Thumbs up to Walworth County’s sensitive crimes initiative. The countywide effort gets the district attorney’s office, law enforcement agencies, schools and health and children’s advocates using the same rulebook. They use identical procedures and standards to report and investigate sensitive crimes. These involve children who become victims of assaults and abuse, but also vulnerable adults and the elderly, as well as adult victims of domestic abuse and violence. Agencies have been following the protocols for about two decades, but they gather to sign new protocols about every five years to keep up with changing laws. The latest update occurred May 29. Two key changes make school districts mandatory reporters and, with the proliferation of heroin, add drug-endangered children to the protocol. Lt. Gov. Rebecca Kleefisch attended the ceremony and rightly called Walworth County’s practices and cooperation “a beacon throughout the state.”
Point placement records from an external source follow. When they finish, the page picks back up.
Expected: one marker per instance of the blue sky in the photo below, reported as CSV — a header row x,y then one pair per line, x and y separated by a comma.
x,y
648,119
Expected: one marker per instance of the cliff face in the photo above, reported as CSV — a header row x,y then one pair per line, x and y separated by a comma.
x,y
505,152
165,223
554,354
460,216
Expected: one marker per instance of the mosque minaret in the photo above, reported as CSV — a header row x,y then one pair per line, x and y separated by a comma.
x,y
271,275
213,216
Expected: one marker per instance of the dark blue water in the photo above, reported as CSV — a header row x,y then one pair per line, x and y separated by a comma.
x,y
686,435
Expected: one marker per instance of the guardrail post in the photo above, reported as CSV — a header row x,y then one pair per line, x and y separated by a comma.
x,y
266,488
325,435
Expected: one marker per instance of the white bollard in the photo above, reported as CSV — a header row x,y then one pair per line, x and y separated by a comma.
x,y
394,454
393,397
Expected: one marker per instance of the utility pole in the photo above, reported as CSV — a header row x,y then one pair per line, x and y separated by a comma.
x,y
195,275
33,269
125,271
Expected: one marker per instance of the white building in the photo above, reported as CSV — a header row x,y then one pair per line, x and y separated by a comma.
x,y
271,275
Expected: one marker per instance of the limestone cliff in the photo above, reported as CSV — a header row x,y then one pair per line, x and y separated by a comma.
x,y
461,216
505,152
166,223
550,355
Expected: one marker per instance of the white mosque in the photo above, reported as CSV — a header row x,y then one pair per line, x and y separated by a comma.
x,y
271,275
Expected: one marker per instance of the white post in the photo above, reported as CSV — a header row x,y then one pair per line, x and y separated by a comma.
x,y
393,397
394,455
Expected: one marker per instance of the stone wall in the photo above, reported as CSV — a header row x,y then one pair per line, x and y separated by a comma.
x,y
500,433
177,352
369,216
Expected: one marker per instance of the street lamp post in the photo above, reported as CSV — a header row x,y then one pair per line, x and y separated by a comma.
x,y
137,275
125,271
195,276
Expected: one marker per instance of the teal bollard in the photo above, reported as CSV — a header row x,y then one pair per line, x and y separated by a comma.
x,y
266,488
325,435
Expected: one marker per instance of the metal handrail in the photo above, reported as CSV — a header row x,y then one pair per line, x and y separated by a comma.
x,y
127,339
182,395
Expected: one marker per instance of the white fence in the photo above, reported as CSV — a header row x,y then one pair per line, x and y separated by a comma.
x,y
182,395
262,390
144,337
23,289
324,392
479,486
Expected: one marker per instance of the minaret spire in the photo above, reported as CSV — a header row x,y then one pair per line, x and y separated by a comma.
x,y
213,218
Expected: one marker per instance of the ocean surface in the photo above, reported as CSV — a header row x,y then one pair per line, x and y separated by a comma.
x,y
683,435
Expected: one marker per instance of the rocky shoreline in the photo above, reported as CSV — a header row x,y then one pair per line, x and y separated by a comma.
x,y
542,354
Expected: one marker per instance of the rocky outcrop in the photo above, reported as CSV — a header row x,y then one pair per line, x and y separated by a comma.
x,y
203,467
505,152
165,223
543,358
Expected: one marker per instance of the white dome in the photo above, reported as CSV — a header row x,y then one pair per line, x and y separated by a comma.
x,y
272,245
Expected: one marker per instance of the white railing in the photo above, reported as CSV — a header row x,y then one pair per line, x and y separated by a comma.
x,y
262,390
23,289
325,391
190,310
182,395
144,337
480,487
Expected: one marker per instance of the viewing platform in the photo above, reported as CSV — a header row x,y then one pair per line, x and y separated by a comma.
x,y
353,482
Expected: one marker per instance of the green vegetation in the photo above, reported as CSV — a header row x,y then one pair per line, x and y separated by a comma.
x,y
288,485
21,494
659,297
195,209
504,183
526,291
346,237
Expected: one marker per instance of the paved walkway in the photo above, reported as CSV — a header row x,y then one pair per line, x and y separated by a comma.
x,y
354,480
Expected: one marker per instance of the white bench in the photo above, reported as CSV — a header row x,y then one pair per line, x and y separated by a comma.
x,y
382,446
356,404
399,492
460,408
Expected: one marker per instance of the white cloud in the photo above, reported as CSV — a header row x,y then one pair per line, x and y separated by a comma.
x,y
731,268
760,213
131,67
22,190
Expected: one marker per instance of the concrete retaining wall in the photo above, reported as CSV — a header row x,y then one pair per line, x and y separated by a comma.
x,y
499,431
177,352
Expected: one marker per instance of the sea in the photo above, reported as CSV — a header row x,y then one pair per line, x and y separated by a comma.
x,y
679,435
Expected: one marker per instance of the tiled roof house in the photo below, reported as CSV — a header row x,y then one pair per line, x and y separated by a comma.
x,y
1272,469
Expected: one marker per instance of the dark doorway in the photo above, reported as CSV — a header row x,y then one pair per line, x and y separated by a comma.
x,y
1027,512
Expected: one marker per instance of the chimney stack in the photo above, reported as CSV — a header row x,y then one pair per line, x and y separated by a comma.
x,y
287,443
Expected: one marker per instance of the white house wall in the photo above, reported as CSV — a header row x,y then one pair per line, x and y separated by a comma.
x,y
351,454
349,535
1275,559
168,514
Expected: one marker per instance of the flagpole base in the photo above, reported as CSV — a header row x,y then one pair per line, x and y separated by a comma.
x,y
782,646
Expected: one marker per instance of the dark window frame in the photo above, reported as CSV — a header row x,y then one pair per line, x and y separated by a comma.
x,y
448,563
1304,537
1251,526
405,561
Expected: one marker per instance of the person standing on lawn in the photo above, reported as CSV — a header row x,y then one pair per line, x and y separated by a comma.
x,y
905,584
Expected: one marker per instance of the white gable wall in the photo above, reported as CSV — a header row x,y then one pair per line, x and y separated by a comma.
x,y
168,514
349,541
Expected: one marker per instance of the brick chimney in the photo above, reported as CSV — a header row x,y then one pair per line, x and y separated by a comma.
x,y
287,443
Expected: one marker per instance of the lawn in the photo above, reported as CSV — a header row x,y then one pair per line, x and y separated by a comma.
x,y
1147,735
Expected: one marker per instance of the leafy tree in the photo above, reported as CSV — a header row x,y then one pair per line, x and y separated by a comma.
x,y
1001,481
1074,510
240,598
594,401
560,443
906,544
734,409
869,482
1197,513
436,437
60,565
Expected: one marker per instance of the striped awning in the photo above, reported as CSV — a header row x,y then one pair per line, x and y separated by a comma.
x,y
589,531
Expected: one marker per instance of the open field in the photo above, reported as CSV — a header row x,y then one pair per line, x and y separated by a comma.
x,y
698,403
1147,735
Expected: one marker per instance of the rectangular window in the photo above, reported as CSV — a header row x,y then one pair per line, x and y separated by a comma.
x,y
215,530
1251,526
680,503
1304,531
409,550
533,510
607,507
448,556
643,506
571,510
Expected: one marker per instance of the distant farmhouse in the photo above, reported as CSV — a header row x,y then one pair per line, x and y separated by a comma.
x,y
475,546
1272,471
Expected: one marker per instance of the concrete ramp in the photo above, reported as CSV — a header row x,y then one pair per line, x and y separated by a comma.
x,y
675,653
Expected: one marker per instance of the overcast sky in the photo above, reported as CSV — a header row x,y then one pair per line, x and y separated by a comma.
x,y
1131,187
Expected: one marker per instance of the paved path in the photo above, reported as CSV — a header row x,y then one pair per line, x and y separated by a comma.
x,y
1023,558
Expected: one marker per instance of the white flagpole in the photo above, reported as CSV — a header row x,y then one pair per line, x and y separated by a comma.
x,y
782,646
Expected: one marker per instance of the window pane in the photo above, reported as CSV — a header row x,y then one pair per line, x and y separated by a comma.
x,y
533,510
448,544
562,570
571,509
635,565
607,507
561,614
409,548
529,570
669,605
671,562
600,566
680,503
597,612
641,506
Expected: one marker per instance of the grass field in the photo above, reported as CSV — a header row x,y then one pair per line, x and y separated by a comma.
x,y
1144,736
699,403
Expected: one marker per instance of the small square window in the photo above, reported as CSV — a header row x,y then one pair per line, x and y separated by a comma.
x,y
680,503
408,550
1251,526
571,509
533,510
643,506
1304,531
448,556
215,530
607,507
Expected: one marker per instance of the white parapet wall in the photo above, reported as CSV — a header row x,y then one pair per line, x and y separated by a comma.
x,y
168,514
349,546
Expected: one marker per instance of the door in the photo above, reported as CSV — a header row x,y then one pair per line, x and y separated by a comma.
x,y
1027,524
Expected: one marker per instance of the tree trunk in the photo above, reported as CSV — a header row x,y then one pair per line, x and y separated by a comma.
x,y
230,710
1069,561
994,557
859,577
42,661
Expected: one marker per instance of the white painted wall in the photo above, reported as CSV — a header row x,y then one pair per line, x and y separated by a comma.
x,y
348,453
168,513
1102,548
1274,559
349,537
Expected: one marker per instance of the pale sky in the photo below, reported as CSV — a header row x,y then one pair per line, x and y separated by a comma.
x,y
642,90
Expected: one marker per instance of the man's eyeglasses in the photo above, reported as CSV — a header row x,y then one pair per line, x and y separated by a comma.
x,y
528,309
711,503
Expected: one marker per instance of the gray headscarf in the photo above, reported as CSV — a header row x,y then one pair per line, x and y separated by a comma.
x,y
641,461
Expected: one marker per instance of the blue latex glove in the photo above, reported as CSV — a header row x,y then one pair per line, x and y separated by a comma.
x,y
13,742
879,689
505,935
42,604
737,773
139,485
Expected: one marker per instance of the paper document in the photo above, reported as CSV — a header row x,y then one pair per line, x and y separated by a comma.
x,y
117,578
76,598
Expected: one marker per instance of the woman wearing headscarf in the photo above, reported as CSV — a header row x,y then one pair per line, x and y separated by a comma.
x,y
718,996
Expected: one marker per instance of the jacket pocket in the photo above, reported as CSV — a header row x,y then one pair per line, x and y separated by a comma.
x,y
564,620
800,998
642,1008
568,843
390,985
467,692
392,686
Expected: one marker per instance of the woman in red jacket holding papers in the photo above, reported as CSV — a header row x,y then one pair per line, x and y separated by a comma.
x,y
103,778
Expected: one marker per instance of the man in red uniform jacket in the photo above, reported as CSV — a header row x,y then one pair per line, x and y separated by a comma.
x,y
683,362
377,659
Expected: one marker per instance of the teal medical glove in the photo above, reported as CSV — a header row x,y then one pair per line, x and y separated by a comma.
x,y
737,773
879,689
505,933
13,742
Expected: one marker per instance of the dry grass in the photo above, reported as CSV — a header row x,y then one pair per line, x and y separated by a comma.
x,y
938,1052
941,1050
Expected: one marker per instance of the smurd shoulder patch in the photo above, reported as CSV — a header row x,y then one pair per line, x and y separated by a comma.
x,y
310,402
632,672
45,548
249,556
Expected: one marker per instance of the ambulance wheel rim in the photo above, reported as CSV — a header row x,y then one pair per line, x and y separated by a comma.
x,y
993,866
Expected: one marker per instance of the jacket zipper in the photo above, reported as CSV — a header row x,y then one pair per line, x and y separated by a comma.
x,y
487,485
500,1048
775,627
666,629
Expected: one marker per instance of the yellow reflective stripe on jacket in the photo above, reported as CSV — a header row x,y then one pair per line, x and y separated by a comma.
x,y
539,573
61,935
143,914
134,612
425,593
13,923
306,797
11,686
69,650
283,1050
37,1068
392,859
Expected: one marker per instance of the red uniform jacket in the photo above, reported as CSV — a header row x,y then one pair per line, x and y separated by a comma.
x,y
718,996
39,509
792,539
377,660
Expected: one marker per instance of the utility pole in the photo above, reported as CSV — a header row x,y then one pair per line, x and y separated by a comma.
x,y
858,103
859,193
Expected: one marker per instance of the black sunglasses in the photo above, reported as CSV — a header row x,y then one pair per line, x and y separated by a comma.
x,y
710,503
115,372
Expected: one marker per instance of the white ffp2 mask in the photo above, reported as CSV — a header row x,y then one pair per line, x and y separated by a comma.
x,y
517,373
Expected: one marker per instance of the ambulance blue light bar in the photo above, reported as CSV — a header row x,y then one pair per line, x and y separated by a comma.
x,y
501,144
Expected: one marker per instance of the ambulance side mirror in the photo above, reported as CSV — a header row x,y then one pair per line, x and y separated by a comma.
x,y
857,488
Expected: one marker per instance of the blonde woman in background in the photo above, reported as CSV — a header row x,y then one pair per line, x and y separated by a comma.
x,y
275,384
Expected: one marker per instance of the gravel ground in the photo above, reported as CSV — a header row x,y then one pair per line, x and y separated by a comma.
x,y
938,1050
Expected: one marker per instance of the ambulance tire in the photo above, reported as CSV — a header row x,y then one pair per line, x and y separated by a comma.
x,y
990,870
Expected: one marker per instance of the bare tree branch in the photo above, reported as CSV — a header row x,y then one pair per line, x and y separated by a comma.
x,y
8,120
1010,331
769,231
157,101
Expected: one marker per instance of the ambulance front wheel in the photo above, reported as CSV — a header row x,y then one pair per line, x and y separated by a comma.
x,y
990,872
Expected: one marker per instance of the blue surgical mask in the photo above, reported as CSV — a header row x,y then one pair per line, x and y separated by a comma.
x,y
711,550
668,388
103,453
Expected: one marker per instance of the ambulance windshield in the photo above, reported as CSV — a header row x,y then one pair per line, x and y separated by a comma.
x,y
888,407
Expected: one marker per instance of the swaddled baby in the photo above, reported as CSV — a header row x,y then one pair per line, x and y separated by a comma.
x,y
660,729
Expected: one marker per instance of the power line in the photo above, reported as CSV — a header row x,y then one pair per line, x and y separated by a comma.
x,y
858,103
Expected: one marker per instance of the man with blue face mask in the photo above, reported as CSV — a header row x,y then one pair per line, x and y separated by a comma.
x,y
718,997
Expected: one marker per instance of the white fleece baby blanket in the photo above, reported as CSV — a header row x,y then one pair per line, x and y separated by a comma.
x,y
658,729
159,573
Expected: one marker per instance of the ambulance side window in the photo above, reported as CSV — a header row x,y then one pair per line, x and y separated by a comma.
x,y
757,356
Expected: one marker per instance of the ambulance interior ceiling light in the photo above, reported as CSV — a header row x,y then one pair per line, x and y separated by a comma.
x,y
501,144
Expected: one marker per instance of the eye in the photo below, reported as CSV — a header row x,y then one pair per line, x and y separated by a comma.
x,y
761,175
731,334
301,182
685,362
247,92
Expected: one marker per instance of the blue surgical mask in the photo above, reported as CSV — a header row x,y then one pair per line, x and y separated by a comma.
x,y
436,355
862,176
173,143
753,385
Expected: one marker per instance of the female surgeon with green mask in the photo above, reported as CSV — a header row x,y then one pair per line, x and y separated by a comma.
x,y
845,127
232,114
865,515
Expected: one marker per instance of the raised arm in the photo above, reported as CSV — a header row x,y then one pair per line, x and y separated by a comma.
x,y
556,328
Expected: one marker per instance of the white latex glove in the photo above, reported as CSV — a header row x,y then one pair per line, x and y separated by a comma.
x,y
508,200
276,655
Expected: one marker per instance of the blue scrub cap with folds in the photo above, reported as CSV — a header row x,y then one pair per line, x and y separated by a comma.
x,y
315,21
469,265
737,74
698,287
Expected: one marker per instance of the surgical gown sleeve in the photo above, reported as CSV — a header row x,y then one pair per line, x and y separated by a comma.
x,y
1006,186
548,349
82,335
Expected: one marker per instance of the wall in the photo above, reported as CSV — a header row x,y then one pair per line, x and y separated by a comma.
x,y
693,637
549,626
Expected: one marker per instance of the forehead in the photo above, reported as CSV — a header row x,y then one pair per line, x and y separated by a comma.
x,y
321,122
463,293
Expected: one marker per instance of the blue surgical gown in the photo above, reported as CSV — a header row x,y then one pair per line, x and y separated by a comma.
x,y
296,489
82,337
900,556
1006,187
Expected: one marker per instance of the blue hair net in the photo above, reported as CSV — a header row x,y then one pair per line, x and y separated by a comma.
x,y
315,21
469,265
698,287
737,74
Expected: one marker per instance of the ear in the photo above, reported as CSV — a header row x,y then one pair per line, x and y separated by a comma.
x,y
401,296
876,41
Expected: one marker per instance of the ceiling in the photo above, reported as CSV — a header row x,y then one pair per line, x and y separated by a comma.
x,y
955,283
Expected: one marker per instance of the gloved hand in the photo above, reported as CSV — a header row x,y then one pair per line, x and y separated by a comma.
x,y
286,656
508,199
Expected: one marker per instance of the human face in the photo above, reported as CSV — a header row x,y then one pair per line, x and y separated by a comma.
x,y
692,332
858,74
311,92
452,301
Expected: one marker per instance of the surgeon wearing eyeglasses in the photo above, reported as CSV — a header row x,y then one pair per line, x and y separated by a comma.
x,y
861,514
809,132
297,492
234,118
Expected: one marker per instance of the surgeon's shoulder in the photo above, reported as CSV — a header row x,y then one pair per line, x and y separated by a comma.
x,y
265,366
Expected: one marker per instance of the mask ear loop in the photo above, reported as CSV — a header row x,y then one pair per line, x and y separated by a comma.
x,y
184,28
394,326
Thumbs down to farmers who ignore phosphorus runoff. A new study by the USDA Agricultural Research Service and UW Marshfield Agricultural Research Station, both in Marshfield, suggests manure management and changes in dairy heifer diets could reduce runoff that harms surface waters. Nitrates from manure can also degrade groundwater. Researchers say phosphorus in runoff encourages algae growth that hurts fish and hinders recreational uses of lakes and rivers. If farmers monitor phosphorus content in soil, they can avoid applying too much manure, which doesn’t help crops and leads to pollution. Also, changes in heifer diets can produce manure with lower phosphorus content. The good news, researchers told the Wisconsin Rapids Tribune, is that many farmers, including large farms required to follow nutrient management plans, already use practices recommended in the study.
Thumbs up to Brian and Annie Dudgeon. Brian’s health problems led to amputation of both legs, but that didn’t stop this Edgerton couple from raising money and planning a new disc golf course at Racetrack Park. They used social media to raise $2,800 in sponsor donations last year. That paid for baskets and signs marking the nine holes. Edgerton’s parks and recreation committee and city council approved their plans. The Dudgeons also donated equipment to the middle school. Kids use this to practice, and the school shuttles students to the course as part of its physical education program. Alderman Mark Wellnitz deserves credit, as well, for pushing the course as a creative use for the park’s hilly, oak-filled south end. Why not check it out and get a little exercise and enjoy nature while you play?